~/library/FM-013
FM-013AWS2011-04-21impact ~4 daysSEV-1

A misrouted upgrade triggers an EBS re-mirroring storm.

How a routine upgrade traffic-shift sent EBS replication traffic onto the lower-capacity secondary network instead of a peer router on the primary, why thousands of EBS nodes then searched simultaneously for new mirrors and saturated the cluster, and why an RDS Multi-AZ failover bug then prevented automatic recovery for 2.5% of Multi-AZ instances in the region.

storagenetworkingcascade

EBS durability depended on each storage node keeping a replica it could reach. A primary network carried replication traffic, and a secondary network existed for redundancy. When a node lost its replica because the peer failed or the network path went away, it searched the cluster for free capacity and re-mirrored. That behavior was locally correct and had carried EBS through normal failures for years. Its quiet assumption was that too many nodes would not start searching at once.

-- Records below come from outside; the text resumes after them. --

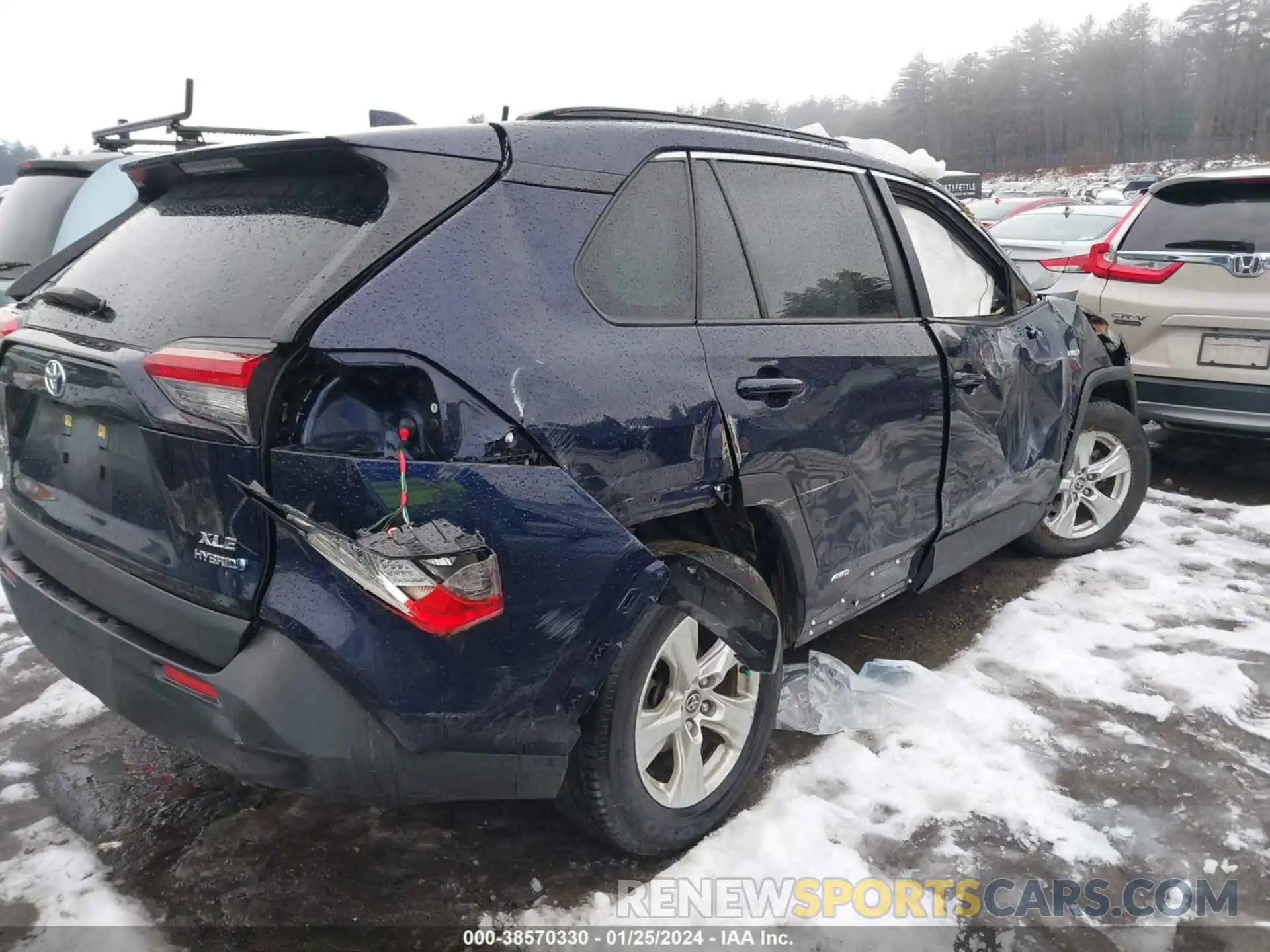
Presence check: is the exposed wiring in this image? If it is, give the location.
[370,426,410,536]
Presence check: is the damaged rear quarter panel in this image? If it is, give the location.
[262,450,665,753]
[311,182,733,526]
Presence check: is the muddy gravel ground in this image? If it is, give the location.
[0,430,1270,948]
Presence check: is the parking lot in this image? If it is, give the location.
[0,430,1270,948]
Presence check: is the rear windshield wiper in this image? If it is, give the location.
[1165,239,1257,253]
[30,284,114,320]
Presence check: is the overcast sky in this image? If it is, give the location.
[7,0,1191,151]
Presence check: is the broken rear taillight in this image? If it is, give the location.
[239,483,503,636]
[142,345,268,440]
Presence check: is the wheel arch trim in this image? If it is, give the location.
[1062,366,1138,473]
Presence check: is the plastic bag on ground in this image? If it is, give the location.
[776,651,939,735]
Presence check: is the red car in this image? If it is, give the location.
[966,197,1085,229]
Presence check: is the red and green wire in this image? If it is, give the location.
[371,426,410,533]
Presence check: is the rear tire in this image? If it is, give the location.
[1019,400,1151,559]
[556,563,781,855]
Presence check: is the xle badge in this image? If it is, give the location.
[194,532,246,573]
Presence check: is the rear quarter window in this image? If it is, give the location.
[577,160,695,323]
[716,160,898,321]
[32,174,386,349]
[1120,182,1270,253]
[0,174,85,265]
[51,163,137,254]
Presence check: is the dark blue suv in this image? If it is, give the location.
[0,109,1148,853]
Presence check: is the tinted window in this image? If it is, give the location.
[54,156,137,253]
[0,175,84,265]
[992,208,1129,241]
[1120,182,1270,253]
[718,161,896,320]
[899,203,1009,317]
[578,161,693,321]
[32,174,385,349]
[692,163,759,321]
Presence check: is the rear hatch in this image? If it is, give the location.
[1091,173,1270,385]
[0,127,500,665]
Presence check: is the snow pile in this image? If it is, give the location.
[0,593,156,952]
[983,155,1265,196]
[0,678,105,730]
[0,818,157,934]
[525,493,1270,926]
[799,122,947,180]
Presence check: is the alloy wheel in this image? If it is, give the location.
[635,617,762,810]
[1044,430,1133,539]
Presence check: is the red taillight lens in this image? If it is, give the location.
[1089,241,1183,284]
[405,578,503,635]
[160,664,217,701]
[142,346,267,440]
[1040,255,1089,274]
[303,513,503,636]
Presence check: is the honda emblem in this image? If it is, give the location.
[1227,255,1266,278]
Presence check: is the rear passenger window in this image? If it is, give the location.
[899,202,1009,317]
[692,163,761,323]
[716,161,897,321]
[578,160,693,321]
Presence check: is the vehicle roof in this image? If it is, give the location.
[1015,202,1133,218]
[18,151,119,178]
[1147,165,1270,196]
[499,109,925,182]
[128,108,926,182]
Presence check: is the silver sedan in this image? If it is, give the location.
[991,204,1133,301]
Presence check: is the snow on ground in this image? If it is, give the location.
[0,678,105,730]
[0,581,163,934]
[983,155,1263,194]
[525,491,1270,926]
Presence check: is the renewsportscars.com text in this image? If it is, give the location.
[617,876,1238,920]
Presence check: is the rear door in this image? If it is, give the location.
[886,179,1080,551]
[1095,179,1270,386]
[693,155,944,635]
[0,141,497,665]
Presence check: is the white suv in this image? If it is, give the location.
[1076,165,1270,434]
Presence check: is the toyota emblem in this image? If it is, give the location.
[44,360,66,399]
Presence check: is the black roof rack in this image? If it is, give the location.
[517,105,852,152]
[93,79,302,152]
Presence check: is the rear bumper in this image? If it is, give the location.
[0,534,568,805]
[1138,376,1270,434]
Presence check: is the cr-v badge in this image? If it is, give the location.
[44,360,66,399]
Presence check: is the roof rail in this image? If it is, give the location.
[517,105,852,152]
[93,79,302,152]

On the morning of April 21, 2011, AWS was performing a routine upgrade on the primary EBS network in one US-East Availability Zone. The standard step was to shift traffic off one of the redundant routers on the primary network so it could be upgraded. The shift was executed incorrectly and the traffic landed on the lower-capacity secondary EBS network instead of the other primary router. For a large set of nodes, both intended primary paths were now gone at once. The local recovery logic kicked in. Each affected node lost its replication connection, treated it as a failed mirror, and started searching the cluster for free capacity to re-mirror to.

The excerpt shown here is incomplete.